Over the past two decades, the storage capacity and access bandwidth of main memory have improved tremendously, by 128x and 20x, respectively. These improvements are mainly due to the continuous technology scaling of DRAM (dynamic random-access memory), which has been used as the physical substrate for main memory. In stark contrast with capacity and bandwidth, DRAM latency has remained almost constant, reducing by only 1.3x in the same time frame. Therefore, long DRAM latency continues to be a critical performance bottleneck in modern systems. Increasing core counts, and the emergence of increasingly more data-intensive and latency-critical applications further stress the importance of providing low-latency memory accesses.
In this talk, we will identify three main problems that contribute significantly to long latency of DRAM accesses. To address these problems, we show that (1) augmenting DRAM chip architecture with simple and low-cost features, and (2) developing a better understanding of manufactured DRAM chips together leads to significant memory latency reduction.

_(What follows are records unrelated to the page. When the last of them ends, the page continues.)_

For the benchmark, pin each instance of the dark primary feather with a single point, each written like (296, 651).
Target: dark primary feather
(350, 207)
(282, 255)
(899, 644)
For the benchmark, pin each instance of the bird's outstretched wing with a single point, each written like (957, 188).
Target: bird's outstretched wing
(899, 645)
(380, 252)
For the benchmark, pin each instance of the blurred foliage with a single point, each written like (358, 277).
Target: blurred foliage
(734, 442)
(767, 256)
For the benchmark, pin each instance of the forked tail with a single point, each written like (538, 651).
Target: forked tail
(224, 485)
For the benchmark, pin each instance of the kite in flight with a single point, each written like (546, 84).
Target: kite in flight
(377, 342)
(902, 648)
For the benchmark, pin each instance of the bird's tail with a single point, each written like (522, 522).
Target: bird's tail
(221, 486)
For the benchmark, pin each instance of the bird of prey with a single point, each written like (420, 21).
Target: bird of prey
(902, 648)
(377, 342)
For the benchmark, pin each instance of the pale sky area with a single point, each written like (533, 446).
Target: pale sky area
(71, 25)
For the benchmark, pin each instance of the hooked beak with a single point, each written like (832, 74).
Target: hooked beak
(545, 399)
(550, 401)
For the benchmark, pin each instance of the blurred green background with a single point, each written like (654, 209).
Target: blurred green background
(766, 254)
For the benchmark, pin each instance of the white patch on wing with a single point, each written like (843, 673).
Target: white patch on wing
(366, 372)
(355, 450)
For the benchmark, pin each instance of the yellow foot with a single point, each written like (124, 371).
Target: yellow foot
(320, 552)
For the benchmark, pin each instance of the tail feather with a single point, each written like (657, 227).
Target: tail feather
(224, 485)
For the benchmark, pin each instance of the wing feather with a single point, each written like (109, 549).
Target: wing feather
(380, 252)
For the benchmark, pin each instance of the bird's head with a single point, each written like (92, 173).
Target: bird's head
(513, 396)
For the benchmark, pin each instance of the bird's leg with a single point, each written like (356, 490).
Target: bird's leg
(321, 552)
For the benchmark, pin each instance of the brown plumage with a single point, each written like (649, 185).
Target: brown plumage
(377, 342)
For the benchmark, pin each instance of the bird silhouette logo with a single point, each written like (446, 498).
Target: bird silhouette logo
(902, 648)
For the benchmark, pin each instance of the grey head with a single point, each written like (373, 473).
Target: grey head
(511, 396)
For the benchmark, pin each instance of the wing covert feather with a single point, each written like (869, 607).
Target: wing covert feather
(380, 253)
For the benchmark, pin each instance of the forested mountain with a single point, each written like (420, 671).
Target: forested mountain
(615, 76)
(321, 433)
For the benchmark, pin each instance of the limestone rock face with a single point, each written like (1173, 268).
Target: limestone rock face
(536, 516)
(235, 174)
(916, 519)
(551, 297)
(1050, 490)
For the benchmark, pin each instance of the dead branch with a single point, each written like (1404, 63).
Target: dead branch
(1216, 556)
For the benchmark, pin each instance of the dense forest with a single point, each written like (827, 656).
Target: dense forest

Our new proposals significantly improve both system performance and energy efficiency.
Kevin Chang is a recent Ph.D. graduate in electrical and computer engineering from Carnegie Mellon University, where he's advised by Prof. Onur Mutlu. He is broadly interested in computer architecture, large-scale systems, and emerging technologies. Specifically, his graduate research focuses on improving performance and energy-efficiency of memory systems. He is a recipient of the SRC and Intel fellowship.